Economics

Why the Public Sector Can No Longer Build

New Jersey Governor Chris Christie recently killed a needed trans-Hudson commuter rail tunnel because of cost. He was right. Boston’s infamous Big Dig, originally estimated at $2.5 billion, took almost 20 years to build at a cost of $22 billion, according to the New York Times. The Obama administration pushed through a $230 billion infrastructure package as part of its stimulus plan in early 2009, but the Wall Street Journal reports that as of August 2010, only $66 billion had been paid out (subscription may be required).

The public sector can no longer build. It has tied itself in knots with regulations and interest group special deals, such as the Davis-Bacon sop to construction unions and an astonishing array of environmental assessments, payment rules, appeal rights for rejected contractors, and preference programs for minority-owned firms and small businesses, requiring an army of compliance personnel to administer. Dubious high-speed rail plans are another example: the United States will never be a major market because service would be cost-effective on only a few routes, but instead of buying trains cheaply from a high-volume foreign producer with economies of scale, the Obama administration’s stimulus funding has a 100% Buy American requirement (subscription may be required).

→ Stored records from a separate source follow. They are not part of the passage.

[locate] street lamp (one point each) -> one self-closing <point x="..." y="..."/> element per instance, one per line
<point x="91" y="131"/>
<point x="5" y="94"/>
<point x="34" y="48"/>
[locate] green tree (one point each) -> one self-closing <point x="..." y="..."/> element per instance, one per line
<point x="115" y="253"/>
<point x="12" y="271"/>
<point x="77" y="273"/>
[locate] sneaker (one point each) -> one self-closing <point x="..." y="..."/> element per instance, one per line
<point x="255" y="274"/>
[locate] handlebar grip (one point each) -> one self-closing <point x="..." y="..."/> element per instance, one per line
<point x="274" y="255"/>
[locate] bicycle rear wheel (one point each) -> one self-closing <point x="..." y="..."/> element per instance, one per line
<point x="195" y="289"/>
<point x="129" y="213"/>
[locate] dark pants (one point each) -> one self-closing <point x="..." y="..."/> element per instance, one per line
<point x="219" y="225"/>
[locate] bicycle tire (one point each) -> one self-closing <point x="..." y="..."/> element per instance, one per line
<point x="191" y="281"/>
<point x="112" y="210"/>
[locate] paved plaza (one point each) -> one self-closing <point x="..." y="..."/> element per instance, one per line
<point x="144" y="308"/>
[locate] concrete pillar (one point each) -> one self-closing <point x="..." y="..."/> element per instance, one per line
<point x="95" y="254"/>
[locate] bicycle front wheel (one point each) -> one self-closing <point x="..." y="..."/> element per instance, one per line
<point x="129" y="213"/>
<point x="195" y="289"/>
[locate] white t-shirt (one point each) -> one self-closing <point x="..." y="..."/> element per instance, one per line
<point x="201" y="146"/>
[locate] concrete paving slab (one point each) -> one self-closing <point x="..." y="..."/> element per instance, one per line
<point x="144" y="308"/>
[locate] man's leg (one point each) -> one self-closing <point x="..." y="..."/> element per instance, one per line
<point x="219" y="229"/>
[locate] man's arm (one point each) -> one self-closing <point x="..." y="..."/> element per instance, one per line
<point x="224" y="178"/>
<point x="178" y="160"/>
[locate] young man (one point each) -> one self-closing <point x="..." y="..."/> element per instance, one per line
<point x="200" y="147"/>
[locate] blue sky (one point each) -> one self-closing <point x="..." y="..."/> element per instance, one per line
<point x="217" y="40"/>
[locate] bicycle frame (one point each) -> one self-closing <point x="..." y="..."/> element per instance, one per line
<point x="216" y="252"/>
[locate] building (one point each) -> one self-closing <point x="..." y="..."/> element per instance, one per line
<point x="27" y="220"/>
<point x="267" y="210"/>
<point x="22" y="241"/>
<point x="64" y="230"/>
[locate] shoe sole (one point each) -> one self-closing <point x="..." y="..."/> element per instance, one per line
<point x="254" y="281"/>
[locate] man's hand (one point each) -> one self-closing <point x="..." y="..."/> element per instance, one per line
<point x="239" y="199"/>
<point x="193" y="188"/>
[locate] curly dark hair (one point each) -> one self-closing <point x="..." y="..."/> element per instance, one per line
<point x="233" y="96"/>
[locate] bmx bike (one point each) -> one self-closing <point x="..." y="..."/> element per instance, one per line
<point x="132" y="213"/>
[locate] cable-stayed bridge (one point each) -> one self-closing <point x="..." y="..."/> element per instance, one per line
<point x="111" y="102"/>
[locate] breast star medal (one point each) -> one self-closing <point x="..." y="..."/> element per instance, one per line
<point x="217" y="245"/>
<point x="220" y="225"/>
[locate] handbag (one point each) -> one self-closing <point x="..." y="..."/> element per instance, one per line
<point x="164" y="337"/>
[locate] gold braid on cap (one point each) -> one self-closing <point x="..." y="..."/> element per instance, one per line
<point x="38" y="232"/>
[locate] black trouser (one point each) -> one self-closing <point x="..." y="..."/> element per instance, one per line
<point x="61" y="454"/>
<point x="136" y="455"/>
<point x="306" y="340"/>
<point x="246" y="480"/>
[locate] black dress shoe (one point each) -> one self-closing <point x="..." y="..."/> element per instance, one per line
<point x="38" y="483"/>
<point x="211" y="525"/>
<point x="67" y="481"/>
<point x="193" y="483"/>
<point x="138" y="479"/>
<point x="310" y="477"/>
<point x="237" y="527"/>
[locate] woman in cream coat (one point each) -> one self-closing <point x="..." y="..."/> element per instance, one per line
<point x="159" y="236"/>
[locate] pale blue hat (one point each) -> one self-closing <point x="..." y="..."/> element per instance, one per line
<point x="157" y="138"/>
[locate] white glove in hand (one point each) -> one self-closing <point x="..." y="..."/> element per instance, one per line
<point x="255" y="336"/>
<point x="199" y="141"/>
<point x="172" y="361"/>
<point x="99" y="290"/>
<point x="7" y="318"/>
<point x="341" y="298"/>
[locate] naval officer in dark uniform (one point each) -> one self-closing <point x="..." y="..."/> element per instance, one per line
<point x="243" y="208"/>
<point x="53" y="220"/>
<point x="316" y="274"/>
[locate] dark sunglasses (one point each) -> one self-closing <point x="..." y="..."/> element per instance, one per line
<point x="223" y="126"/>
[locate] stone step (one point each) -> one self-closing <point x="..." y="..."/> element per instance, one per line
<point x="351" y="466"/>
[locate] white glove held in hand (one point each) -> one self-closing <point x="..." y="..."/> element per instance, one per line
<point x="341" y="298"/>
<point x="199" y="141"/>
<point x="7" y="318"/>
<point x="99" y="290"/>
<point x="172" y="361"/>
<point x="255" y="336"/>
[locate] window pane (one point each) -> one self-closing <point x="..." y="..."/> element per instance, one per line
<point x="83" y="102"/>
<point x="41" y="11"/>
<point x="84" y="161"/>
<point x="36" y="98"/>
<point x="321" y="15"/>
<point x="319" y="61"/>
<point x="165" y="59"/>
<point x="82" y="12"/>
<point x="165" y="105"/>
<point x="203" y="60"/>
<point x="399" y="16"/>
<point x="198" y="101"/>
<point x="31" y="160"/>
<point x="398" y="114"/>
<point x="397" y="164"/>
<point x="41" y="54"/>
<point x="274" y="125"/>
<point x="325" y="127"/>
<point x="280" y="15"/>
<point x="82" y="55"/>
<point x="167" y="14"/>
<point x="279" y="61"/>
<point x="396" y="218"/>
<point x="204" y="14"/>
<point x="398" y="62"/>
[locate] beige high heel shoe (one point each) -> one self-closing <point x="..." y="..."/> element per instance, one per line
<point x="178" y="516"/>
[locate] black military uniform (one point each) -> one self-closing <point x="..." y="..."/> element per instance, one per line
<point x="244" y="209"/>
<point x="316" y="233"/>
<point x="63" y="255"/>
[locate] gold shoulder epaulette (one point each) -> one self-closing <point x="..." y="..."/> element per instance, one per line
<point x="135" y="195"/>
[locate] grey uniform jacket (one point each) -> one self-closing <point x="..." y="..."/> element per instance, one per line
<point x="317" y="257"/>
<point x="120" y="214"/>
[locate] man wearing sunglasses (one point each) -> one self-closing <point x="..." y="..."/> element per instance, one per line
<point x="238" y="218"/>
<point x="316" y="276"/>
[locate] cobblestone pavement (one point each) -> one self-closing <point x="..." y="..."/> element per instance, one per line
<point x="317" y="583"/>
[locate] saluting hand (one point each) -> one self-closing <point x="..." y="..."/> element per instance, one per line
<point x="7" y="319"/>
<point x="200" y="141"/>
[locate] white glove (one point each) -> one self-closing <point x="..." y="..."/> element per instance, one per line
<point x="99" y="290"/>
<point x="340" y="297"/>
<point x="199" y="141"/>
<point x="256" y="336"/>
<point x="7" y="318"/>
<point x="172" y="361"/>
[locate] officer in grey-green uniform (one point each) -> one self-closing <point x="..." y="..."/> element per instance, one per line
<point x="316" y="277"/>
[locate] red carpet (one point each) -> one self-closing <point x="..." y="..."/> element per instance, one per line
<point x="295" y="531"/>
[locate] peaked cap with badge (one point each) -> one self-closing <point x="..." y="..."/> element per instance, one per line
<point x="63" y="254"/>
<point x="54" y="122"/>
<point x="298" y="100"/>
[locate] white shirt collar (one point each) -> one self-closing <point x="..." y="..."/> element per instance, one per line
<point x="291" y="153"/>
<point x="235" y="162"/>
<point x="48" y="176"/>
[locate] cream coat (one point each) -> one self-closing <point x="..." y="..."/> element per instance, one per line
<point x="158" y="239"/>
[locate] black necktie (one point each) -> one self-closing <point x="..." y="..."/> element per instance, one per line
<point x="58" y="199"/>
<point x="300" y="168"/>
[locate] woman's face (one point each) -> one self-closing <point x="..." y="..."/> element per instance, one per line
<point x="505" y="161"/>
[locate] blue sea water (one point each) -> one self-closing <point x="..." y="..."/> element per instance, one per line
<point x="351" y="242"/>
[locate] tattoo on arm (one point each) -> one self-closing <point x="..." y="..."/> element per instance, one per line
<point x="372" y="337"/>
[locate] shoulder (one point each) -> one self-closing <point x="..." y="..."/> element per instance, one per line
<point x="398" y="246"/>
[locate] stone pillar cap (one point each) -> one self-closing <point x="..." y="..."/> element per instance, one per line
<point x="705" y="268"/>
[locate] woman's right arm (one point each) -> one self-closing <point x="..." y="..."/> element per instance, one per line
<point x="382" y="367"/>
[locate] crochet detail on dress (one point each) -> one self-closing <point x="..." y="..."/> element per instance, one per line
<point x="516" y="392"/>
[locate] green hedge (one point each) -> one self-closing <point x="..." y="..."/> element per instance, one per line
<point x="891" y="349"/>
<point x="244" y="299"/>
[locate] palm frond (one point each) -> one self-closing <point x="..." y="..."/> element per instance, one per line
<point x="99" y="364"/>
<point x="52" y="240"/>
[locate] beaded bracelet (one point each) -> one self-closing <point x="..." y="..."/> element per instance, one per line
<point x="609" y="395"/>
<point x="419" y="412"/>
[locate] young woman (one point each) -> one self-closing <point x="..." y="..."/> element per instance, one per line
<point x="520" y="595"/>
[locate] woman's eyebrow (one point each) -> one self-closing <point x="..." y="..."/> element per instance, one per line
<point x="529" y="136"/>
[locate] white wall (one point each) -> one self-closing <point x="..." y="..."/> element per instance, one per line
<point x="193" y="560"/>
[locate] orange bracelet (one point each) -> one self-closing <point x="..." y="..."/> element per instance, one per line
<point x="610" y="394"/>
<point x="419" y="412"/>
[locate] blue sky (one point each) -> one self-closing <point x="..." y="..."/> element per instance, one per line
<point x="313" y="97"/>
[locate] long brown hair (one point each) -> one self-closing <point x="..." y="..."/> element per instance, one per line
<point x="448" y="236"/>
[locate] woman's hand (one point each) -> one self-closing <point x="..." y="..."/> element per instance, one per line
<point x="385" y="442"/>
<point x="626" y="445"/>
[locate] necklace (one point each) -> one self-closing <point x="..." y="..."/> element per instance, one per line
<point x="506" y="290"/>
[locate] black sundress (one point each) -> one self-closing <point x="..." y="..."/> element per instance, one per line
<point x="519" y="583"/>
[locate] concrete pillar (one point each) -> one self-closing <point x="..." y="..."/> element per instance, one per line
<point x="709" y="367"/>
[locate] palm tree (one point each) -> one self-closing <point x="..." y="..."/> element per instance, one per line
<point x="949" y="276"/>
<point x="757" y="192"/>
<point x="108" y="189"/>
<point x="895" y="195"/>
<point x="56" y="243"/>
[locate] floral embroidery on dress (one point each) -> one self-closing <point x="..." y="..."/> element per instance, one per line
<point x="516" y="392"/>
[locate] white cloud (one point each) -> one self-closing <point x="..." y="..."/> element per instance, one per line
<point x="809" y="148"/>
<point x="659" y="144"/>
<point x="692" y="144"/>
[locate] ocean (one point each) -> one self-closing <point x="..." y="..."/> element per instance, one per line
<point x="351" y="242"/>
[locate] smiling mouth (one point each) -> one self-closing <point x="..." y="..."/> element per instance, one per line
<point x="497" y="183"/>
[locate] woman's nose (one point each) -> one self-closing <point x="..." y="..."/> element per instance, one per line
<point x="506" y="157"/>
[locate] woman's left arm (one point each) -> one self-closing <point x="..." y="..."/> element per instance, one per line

Even worse, the public sector has burned up its borrowing power to build pyramids for political pharaohs rather than economically vital projects. Nationwide, these Wonders of the Modern World have included tomblike, government-funded stadiums worthy of ancient Giza. The New York area is building its own mausoleum: rather than serving its infrastructure-building mission, the Port Authority of New York and New Jersey is spending $3.3 billion—double the per-square-foot cost of new commercially built New York skyscrapers—on the remote, bunker-like, money-burning Ground Zero Freedom Tower.

In the 19th and early 20th centuries, private enterprise, interested in making a profit rather than appeasing interest groups, created a quality rail and mass transit infrastructure funded by user fees. We need to return to that approach.